Co-inherited α-Thalassemia and β-Globin Haplotypes as Determinants of Vaso-Occlusive Crisis, Stroke, and Mortality in Sickle Cell Disease: A Systematic Review
Keywords:
sickle cell disease; alpha-thalassemia; beta-globin haplotypes; vaso-occlusive crisis; strokeAbstract
Background: Clinical severity in sickle cell disease (SCD) varies widely. Co-inherited α-thalassemia and β-globin (HBB) haplotypes are proposed modifiers, but their relationships with vaso-occlusive crisis (VOC), stroke, and mortality remain uncertain.
Objectives: To synthesize evidence on the associations of α-thalassemia and β-globin haplotypes with VOC, cerebrovascular outcomes, and mortality in SCD.

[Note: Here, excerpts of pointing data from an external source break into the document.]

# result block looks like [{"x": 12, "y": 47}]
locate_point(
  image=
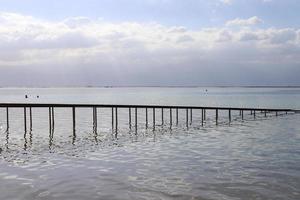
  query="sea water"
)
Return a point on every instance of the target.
[{"x": 245, "y": 159}]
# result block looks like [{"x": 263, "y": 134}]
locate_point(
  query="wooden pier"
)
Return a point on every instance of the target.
[{"x": 189, "y": 111}]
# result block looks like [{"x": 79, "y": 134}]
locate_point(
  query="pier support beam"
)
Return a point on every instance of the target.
[
  {"x": 7, "y": 119},
  {"x": 176, "y": 116},
  {"x": 217, "y": 116},
  {"x": 30, "y": 118},
  {"x": 116, "y": 110},
  {"x": 146, "y": 117},
  {"x": 112, "y": 118},
  {"x": 25, "y": 120},
  {"x": 202, "y": 117},
  {"x": 136, "y": 119},
  {"x": 191, "y": 116},
  {"x": 242, "y": 112},
  {"x": 74, "y": 120},
  {"x": 171, "y": 121},
  {"x": 162, "y": 116},
  {"x": 129, "y": 117},
  {"x": 187, "y": 118},
  {"x": 153, "y": 113}
]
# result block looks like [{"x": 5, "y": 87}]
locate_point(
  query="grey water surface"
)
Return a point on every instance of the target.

Methods: We conducted a PRISMA-guided systematic review (final search 6 Nov 2025) across MEDLINE, Embase, Web of Science, CENTRAL, Scopus, Google Scholar, and regional/grey sources. Eligible studies enrolled individuals with SCD (any genotype/age) and reported genotyped α-thalassemia and/or β-globin haplotypes alongside ≥1 prespecified outcomes. Two reviewers screened records, extracted data, and appraised risk of bias.
Results: Of 1,964 records, 10 studies met inclusion (predominantly pediatric HbSS; Caribbean, South America, North America, and French Guiana). Across cohorts, α-thalassemia showed a consistent protective signal for cerebrovascular phenotypes: lower odds of overt stroke and fewer abnormal transcranial Doppler velocities. Evidence for VOC was heterogeneous—one prospective cohort reported higher healthcare-attended VOC in homozygous α-thalassemia, whereas adjusted analyses elsewhere were null. Mortality data were scarce; a cross-sectional genetic survey suggested better survival among α-thalassemia carriers. β-globin haplotypes showed weak or inconsistent associations with all outcomes once fetal hemoglobin and treatment era were considered. The principal methodological limitation was residual confounding; outcome measurement for stroke/TCD was robust, while VOC ascertainment varied.
Conclusions: α-thalassemia appears to reduce cerebrovascular risk in SCD, while effects on VOC are context-dependent. β-globin haplotypes add limited independent prognostic value beyond fetal hemoglobin. Contemporary, adjusted, genotype-specific cohorts are needed to refine effect sizes and inform risk-stratified care.